References: “Your garden week by week” AGL Hellyar, “Allotment month by month” Alan Buckingham, “Allotment gardening guide”, Twigs Way, “Dig on for victory” C H Middleton.

Seed list Kings seed catalogues are NOW available. Here are a few of my favourites, most of these hold an AGM too (award of garden merit).
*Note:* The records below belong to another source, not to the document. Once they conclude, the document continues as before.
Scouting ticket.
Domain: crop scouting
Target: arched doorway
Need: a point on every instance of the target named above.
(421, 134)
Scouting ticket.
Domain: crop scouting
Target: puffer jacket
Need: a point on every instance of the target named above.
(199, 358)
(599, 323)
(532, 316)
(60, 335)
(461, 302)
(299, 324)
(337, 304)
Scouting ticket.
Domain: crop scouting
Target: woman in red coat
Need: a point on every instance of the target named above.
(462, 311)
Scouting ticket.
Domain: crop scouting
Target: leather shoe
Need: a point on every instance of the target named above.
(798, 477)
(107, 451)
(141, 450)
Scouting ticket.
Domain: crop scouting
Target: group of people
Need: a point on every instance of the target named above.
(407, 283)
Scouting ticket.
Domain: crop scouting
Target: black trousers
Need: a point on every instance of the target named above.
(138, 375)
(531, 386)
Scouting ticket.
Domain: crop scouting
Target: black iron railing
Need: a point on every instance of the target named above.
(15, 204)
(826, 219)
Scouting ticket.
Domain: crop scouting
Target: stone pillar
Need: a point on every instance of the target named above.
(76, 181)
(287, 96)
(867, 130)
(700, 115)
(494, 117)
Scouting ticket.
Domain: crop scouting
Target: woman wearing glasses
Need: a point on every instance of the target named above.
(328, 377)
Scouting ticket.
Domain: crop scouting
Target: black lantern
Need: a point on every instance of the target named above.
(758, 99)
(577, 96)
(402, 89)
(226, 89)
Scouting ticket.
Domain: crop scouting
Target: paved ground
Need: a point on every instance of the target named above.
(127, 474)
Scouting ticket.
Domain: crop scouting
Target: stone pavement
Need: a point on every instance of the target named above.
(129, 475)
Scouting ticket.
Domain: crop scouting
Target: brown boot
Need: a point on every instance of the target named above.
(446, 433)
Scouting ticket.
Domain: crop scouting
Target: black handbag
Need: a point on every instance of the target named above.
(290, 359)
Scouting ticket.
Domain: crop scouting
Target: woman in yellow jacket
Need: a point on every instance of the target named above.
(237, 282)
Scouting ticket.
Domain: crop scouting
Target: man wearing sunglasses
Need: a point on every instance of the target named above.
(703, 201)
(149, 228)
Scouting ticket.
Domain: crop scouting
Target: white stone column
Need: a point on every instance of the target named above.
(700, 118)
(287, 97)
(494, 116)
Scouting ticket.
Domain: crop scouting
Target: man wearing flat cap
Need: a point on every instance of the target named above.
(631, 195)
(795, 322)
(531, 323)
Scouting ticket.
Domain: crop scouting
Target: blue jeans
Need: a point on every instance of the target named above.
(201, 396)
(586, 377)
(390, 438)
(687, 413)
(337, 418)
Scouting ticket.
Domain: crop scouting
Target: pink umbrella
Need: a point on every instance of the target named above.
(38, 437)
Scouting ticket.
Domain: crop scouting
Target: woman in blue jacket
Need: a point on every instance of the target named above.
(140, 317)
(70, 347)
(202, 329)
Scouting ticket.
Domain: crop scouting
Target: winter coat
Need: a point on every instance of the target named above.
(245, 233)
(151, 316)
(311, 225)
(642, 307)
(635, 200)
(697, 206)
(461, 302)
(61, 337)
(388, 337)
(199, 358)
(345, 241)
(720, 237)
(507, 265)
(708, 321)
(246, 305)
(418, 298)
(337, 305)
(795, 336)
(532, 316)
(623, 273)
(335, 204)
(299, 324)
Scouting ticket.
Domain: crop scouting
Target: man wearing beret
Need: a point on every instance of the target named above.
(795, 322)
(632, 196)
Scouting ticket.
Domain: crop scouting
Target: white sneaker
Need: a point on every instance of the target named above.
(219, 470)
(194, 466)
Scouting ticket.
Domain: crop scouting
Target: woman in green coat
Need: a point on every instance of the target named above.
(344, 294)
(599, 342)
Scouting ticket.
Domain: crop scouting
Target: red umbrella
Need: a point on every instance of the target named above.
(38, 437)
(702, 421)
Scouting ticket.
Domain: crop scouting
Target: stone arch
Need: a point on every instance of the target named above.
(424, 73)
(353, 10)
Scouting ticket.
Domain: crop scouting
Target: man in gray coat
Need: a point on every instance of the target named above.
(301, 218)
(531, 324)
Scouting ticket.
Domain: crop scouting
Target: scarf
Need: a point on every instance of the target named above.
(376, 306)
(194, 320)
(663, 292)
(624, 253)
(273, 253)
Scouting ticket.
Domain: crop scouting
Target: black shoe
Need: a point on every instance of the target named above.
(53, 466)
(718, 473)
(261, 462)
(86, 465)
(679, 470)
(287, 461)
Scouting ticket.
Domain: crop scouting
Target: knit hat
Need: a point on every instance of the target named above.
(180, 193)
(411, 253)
  • Cabbage Candissa (small and sweet cabbage, fits perfectly under a tunnel cloche so no need to build complicated nets.
  • Beetroot Bolthardy
  • Perpetual spinach
  • Carrot Purple Sun
  • Brussel Sprouts Maximus
  • Courgettes Defender
  • Cucumber Burpless Tasty
  • Leeks Mussleborough
  • Spring Onion White Lisbon
  • Sweetcorn Swift
  • Tomato Mountain Magic (blight resistant, my outdoor toms succumbed to blight, but these are still standing in October!)
  • Tomato Rosella
  • Tomato Sungold
  • Tomato Red Alert (outside)

Don’t buy potatoes, broad beans, onions, peas or runner beans from the seed catalogue as we sell these a lot cheaper from the shop, better quality too! We also sell several good quality composts and fertilisers.

Finally, the first paragraph from a book I have just started reading, it’s called “Beautiful gardens, how to make and maintain them by Walter P Wright.

By the time an average man is able to contemplate making himself a garden, the age for ideals has apparently departed. He has come to forty years and tasted the bitterness of seeing the illusions of his youth pass away one by one. He finds himself hard put to take a gracious and charitable view of life. His outlook is grey”.

All I can say is that I’m glad I started gardening when I was young!